Bishop talks about this sort of knee jerk behavior in his book.
He points out that the first town in the US to place limits on DNA research was none other than Cambridge, MA, home of Harvard. One of the most liberal cities in America nearly outlawed genetic research in 1977.
But something changed.
When the religious right came out against embryonic stem cell research, however, it created "this reflexive response to that religious point of view", noted a San Francisco scientist.
Liberals like to think that questioning this kind of science is the unique provenance of uneducated, Bible thumping rubes.
So how do they explain this in the home of the most elite university in the nation? Do they forget that a century ago, the progressivism of the time supported eugenics?
I am pro-science but I'm not fundamentalist. When I was in West Africa, a colleague of mine often said to me, "Science without conscience will be the ruin of mankind."
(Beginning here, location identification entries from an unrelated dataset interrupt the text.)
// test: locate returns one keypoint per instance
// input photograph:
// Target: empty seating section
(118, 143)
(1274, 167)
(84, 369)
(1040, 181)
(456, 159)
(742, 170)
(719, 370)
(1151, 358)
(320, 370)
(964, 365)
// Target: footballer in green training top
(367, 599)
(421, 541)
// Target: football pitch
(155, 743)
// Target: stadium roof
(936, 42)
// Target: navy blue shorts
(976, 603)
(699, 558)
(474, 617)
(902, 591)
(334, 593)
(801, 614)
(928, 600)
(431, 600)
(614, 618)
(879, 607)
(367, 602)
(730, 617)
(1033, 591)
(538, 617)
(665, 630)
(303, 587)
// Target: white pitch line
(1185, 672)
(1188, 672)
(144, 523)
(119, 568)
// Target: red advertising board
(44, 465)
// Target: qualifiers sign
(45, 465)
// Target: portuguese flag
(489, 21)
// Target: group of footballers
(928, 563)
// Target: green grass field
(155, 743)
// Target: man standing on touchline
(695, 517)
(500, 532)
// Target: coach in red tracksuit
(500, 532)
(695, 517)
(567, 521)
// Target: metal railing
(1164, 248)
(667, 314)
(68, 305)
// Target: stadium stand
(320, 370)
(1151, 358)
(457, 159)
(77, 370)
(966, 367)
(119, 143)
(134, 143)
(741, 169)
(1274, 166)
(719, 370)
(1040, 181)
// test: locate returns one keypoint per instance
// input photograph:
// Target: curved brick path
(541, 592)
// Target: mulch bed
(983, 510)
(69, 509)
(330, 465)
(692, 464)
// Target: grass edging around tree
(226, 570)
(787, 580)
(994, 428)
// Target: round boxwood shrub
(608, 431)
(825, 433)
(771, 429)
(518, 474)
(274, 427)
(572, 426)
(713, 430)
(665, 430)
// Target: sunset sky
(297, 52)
He was no Einstein. He had no fancy degrees from elite institutions. He was a humble middle school biology and chemistry teacher in a tiny village in the West African jungle. I do not know his politics. He may not have been highly educated but he was very wise.
Of course, such knee-jerk behavior is not unique to the left. When Republican George Bush decided to launch his unprovoked aggression against Iraq, Republicans rallied behind him and intoned the mantra that it was treasonous to criticize a president during war time.
Many of these same Republicans were the most bitter critics of Bill Clinton and his decision to launch a NATO intervention in Kosovo. Bill Clinton was a Democrat.
People today are more concerned about being with 'their side' than about being right than anything else. Professed values just get in the war. That's why values get tossed out the window and rabidly anti-war citizens will eagerly get behind pro-war candidates. It's easier to pick a side than to search for what is often a messy, nuanced truth.
They say truth is the first casualty of war. The saying was directed toward conventional military conflict. But apparently it's also true of the culture wars.
1 comment:
Wow, Cambridge? Sounds like a fascinating book; I'll have to look it up.